In schools, we have 4 things to primarily consider with 3D printer Hardware;

  • Printer Cost
  • Printing Material Cost (filament)
  • Ease of Repair
  • Print Time

Costs – let face it, we are schools. We have limited funds and want those funds to be spent wisely. A wiz bang printer that will print metal or use a liquid resin medium, would be very cool, but in all honesty, students would most likely never end up using it for anything.

You want to be able to use generic generic parts. You want to be able to repair it yourself and do it quickly; the thing will break. But a few weeks at a repair shop (even under warranty) will destroy a unit of work that is using it.

You want to be able to use generic filament. Some models use special spools and special filament. I recommend looking for one that uses 1.75mm filament, as it is the easiest to buy.

You only need to be print in basic materials – ABS, PLA, PVA. Everything else is a bonus, and quite possibly will never be used, at least by students, as the cost can be prohibative.

See http://3dprintingfromscratch.com/common/3d-printer-filament-types-overview/  for a good guide to the different filament types. There are lots more than listed, but it is a great start to them.

You also want to ensure that your printer will support (physically) the filament roll size you buy; as a 1KG roll will not work on a printer that only supports 500g.

Print Time – this is basically about how long things take to print. A general rule, is that it will potentially take a few hours. The videos you see of things printing, are almost always sped up. 3D printing takes time. There are two ways to speed up printing – lower the print resolution or use multiple extruders.

One advantage of multiple extruders, if they are independent of each other, is that you can print multiple projects at the same time on some models.

* good place to note, read the specs carefully – there are printers that have multiple extruders (dual extruders) and printers that print with multiple materials (sometimes called dual material) printers. They are not the same thing!



Makerspaces and Me


I’m currently working on a grant proposal, specifically related to the Technology and Engineering parts of STEM. I am endeavouring to take the idea of a makerspace to the next level; I want to explore how it could be setup and utilised to enrich and support secondary learning. One of my issues with maker spaces, is they always seem so primary focused; they seem to be more about the primary educational mentality and focus. It might just be perspective bias on my part, but I always get the impression whenever I read about them or see them, they are intended for younger students. I have always found that makerspaces are really about the “explore” of the tools and materials that are present. Don’t get the wrong impression at this point, I in fact love makerspaces; I think they are fantastic and want them to become more widespread. What I want to do thought, is move makerspaces to a level that correlates and engages secondary students; especially those in Years 8, 9 and 10.

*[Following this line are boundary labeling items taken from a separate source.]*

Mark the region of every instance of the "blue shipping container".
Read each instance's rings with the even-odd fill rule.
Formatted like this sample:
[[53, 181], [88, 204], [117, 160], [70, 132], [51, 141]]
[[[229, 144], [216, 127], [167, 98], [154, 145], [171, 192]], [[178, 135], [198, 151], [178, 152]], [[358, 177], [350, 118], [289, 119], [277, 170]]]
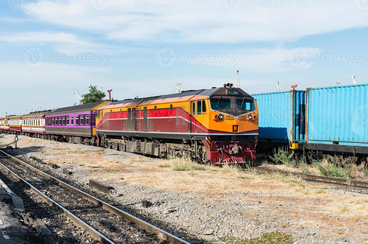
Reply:
[[255, 94], [258, 109], [260, 142], [305, 142], [306, 91]]
[[368, 84], [307, 93], [308, 143], [368, 146]]

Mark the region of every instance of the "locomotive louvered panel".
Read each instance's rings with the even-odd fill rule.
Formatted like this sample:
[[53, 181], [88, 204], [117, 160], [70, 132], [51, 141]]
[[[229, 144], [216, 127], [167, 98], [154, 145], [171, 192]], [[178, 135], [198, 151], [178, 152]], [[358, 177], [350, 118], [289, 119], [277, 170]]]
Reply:
[[128, 119], [127, 120], [128, 122], [128, 129], [131, 130], [132, 129], [132, 111], [130, 108], [128, 109]]
[[132, 129], [135, 130], [135, 108], [132, 109]]
[[180, 107], [176, 107], [176, 125], [177, 126], [180, 126], [180, 120], [181, 119], [180, 117]]
[[185, 111], [185, 107], [183, 106], [181, 107], [181, 126], [185, 126], [187, 125], [187, 121], [185, 121], [185, 118], [186, 115], [186, 112]]
[[148, 119], [148, 129], [150, 130], [153, 129], [153, 122], [152, 119]]
[[234, 116], [231, 115], [225, 115], [224, 117], [225, 119], [234, 119]]
[[147, 130], [147, 107], [143, 108], [143, 130]]
[[110, 113], [106, 113], [106, 118], [105, 118], [105, 125], [106, 126], [109, 126], [110, 124]]

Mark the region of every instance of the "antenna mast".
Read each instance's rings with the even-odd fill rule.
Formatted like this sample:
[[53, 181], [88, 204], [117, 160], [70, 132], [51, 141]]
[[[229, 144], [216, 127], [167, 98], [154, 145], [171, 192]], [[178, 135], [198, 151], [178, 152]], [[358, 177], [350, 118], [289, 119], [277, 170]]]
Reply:
[[236, 82], [235, 83], [235, 86], [237, 88], [240, 88], [240, 79], [239, 78], [239, 70], [236, 71]]

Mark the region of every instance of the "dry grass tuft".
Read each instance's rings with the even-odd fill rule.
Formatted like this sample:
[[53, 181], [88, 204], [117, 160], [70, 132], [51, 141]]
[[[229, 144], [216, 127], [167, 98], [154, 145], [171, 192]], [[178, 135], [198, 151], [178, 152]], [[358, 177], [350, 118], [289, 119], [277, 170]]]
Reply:
[[311, 192], [308, 189], [304, 189], [302, 188], [295, 189], [295, 191], [297, 192], [300, 192], [305, 195], [309, 195], [311, 194]]
[[349, 208], [346, 204], [339, 204], [336, 206], [337, 211], [340, 213], [343, 213], [349, 211]]

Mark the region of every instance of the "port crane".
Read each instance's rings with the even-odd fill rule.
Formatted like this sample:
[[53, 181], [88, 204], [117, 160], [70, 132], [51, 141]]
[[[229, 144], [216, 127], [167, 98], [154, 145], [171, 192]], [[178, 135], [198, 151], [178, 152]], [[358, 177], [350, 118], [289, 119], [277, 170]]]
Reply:
[[355, 76], [351, 76], [351, 79], [353, 79], [353, 82], [354, 83], [354, 85], [357, 85], [359, 84], [358, 81], [357, 80], [357, 79], [355, 79]]
[[[174, 90], [171, 91], [171, 93], [170, 93], [170, 94], [174, 94], [176, 93], [177, 91], [178, 90], [178, 89], [179, 88], [179, 87], [180, 87], [181, 84], [181, 83], [178, 83], [176, 84], [176, 86], [175, 86], [175, 88], [174, 88]], [[180, 93], [180, 89], [179, 89], [179, 93]]]
[[[79, 104], [80, 104], [81, 101], [82, 101], [82, 100], [83, 99], [83, 98], [82, 97], [82, 96], [81, 96], [81, 94], [79, 94], [79, 93], [78, 92], [78, 90], [77, 90], [76, 88], [75, 88], [75, 87], [73, 87], [73, 88], [74, 88], [74, 93], [73, 93], [73, 94], [77, 94], [77, 97], [78, 97], [78, 98], [79, 98]], [[76, 102], [74, 104], [74, 105], [75, 106], [75, 104], [77, 104]]]
[[236, 82], [235, 83], [235, 87], [237, 88], [240, 88], [240, 79], [239, 77], [239, 70], [236, 71]]

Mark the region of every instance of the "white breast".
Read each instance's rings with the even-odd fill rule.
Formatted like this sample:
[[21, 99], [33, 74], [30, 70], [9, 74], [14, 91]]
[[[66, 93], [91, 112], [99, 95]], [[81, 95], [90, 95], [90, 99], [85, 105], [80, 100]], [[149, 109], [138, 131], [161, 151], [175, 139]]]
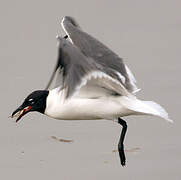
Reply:
[[62, 92], [54, 89], [47, 97], [45, 114], [63, 120], [115, 119], [120, 114], [131, 113], [120, 101], [120, 98], [112, 96], [96, 99], [73, 97], [64, 100]]

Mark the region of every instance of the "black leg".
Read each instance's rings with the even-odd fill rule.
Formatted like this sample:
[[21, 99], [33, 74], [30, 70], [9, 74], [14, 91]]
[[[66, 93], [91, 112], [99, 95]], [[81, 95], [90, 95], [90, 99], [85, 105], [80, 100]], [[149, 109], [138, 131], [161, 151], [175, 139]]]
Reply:
[[67, 38], [68, 38], [68, 36], [67, 36], [67, 35], [65, 35], [63, 38], [64, 38], [64, 39], [67, 39]]
[[126, 157], [124, 154], [124, 144], [123, 143], [124, 143], [124, 138], [125, 138], [126, 131], [127, 131], [127, 124], [126, 124], [126, 121], [124, 121], [121, 118], [118, 118], [118, 123], [121, 124], [121, 126], [123, 127], [122, 131], [121, 131], [121, 136], [119, 139], [118, 151], [119, 151], [119, 157], [120, 157], [121, 165], [125, 166], [126, 165]]

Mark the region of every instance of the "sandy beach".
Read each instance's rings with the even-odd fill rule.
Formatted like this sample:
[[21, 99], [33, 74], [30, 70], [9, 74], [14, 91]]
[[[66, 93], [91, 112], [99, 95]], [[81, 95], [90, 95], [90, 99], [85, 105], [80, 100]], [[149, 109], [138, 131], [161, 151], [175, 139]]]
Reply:
[[[0, 179], [179, 180], [180, 9], [176, 0], [2, 0]], [[65, 15], [119, 54], [141, 88], [137, 96], [161, 104], [174, 121], [124, 118], [124, 168], [116, 151], [121, 127], [115, 122], [61, 121], [39, 113], [29, 113], [19, 123], [8, 118], [29, 93], [46, 86]]]

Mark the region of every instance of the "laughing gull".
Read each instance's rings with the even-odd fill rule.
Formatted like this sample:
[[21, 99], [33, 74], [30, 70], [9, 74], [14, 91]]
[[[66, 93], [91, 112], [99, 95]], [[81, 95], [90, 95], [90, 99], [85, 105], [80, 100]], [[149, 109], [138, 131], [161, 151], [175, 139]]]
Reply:
[[[136, 80], [123, 60], [100, 41], [84, 32], [72, 17], [64, 17], [64, 37], [58, 39], [58, 60], [45, 90], [32, 92], [12, 117], [38, 111], [62, 120], [117, 120], [122, 126], [118, 143], [121, 165], [126, 163], [124, 138], [129, 115], [152, 115], [172, 122], [153, 101], [136, 98]], [[49, 90], [55, 77], [57, 85]]]

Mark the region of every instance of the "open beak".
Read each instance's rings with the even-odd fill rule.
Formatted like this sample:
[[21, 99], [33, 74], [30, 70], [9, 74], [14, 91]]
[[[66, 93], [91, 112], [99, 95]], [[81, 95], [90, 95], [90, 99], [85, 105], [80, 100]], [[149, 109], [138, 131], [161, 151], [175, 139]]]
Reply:
[[28, 113], [30, 110], [32, 109], [32, 106], [26, 106], [26, 107], [23, 107], [22, 105], [16, 109], [12, 115], [11, 115], [11, 118], [14, 118], [14, 117], [18, 117], [16, 119], [16, 122], [18, 122], [26, 113]]

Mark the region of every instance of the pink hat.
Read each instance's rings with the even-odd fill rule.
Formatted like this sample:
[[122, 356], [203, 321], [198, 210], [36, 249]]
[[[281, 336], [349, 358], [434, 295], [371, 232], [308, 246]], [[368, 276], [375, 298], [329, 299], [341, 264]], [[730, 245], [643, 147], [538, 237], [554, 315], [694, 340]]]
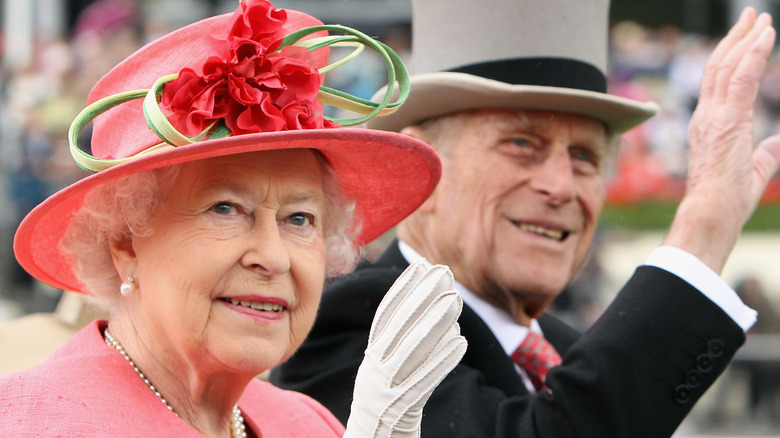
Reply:
[[[327, 36], [327, 31], [347, 35]], [[305, 38], [305, 40], [303, 40]], [[385, 59], [402, 98], [373, 104], [322, 86], [328, 45], [368, 46]], [[348, 57], [349, 58], [349, 57]], [[348, 59], [347, 59], [348, 60]], [[343, 60], [342, 60], [343, 61]], [[358, 244], [379, 237], [414, 211], [438, 183], [441, 166], [427, 144], [393, 132], [342, 128], [392, 112], [408, 94], [408, 76], [389, 48], [360, 32], [325, 26], [266, 0], [167, 34], [132, 54], [92, 89], [71, 126], [71, 152], [96, 172], [55, 193], [22, 221], [19, 263], [54, 287], [82, 290], [58, 249], [86, 193], [132, 173], [205, 158], [275, 149], [315, 149], [356, 203]], [[140, 99], [143, 99], [141, 102]], [[323, 104], [366, 114], [329, 119]], [[76, 147], [92, 119], [90, 153]]]

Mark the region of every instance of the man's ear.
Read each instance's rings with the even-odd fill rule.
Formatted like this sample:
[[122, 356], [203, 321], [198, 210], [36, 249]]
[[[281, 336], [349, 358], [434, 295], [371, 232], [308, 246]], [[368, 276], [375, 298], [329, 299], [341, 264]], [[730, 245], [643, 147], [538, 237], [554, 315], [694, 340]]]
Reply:
[[[425, 136], [425, 133], [418, 126], [407, 126], [401, 130], [401, 134], [408, 135], [409, 137], [416, 138], [417, 140], [421, 140], [430, 144], [429, 140]], [[439, 155], [438, 152], [437, 155]], [[441, 158], [441, 155], [439, 155], [439, 158]], [[436, 205], [436, 193], [437, 190], [433, 189], [433, 192], [430, 194], [430, 196], [428, 196], [428, 198], [425, 200], [425, 202], [422, 203], [422, 205], [417, 207], [417, 210], [415, 210], [415, 212], [431, 213], [432, 211], [434, 211], [434, 207]]]
[[133, 238], [127, 237], [121, 241], [108, 242], [108, 247], [111, 250], [111, 259], [114, 261], [119, 278], [133, 276], [137, 264]]

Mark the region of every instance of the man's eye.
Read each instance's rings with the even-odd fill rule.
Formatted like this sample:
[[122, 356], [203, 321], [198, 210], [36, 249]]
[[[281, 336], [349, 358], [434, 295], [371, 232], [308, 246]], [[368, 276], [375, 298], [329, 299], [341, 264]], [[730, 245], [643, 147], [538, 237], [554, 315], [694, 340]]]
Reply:
[[522, 138], [522, 137], [513, 138], [512, 139], [512, 144], [514, 146], [519, 146], [521, 148], [527, 148], [527, 147], [530, 146], [530, 143], [528, 142], [528, 139]]
[[311, 225], [312, 217], [306, 213], [293, 213], [287, 218], [287, 221], [295, 226], [307, 227]]
[[231, 214], [236, 211], [236, 207], [229, 202], [218, 202], [212, 205], [210, 210], [217, 214]]

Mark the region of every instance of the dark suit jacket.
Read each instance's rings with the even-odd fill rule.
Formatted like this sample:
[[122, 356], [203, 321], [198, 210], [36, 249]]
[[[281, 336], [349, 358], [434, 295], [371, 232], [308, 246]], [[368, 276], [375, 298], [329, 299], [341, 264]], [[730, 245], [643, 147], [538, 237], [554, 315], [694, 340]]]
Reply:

I really like Samantha Roslund’s definition from her book “Makerspaces”. It reads

“Makerspaces is a general term for a place where people get together to make things. Makerspaces might focus on electronics, robotics, woodworking, sewing laser cutting, programming or some combination of these skills.”

Her words provide a great definition, but at the same time are not specific enough for my purpose. My goal is to support STEM specifically the Technology and Engineering parts. I know it is splitting hairs, but I have always defined a maker space in the following manner myself;

A makerspace is a location set aside and resourced to allow students to work on projects, build, and most of expand their understanding; it is a place where students can create, invent, tinker, and discover using a variety of tools and materials. It is a place where students can be creative and build connections across the curriculum in ways that are meaningful to them.

My definition is even less specific then Samantha’s, as it focuses more on the why of the makerspace, then what it is being done with or in it. I think the only solution is to combine the two!

So here is my attempt at a unified definition;

A Makerspace is a place where people can come together and make things. It is a place that focuses on allowing people to work on projects, build, and most of expand their understanding; it is a place where people can create, invent, tinker, and discover using a variety of tools and materials. It combines skills across fields; it can involve robotics, electronics, craft, sewing, laser cutting, 3D printing, wood cutting and computers. It is not limited to a single filed, but is a place to be creative and make whatever you can come up with.

I think writing this today has helped take my thinking in the right direction. I feel that the scope may still be too large, but some of the “why” we should be doing this is now there. I think I’m going to leave this one here for now.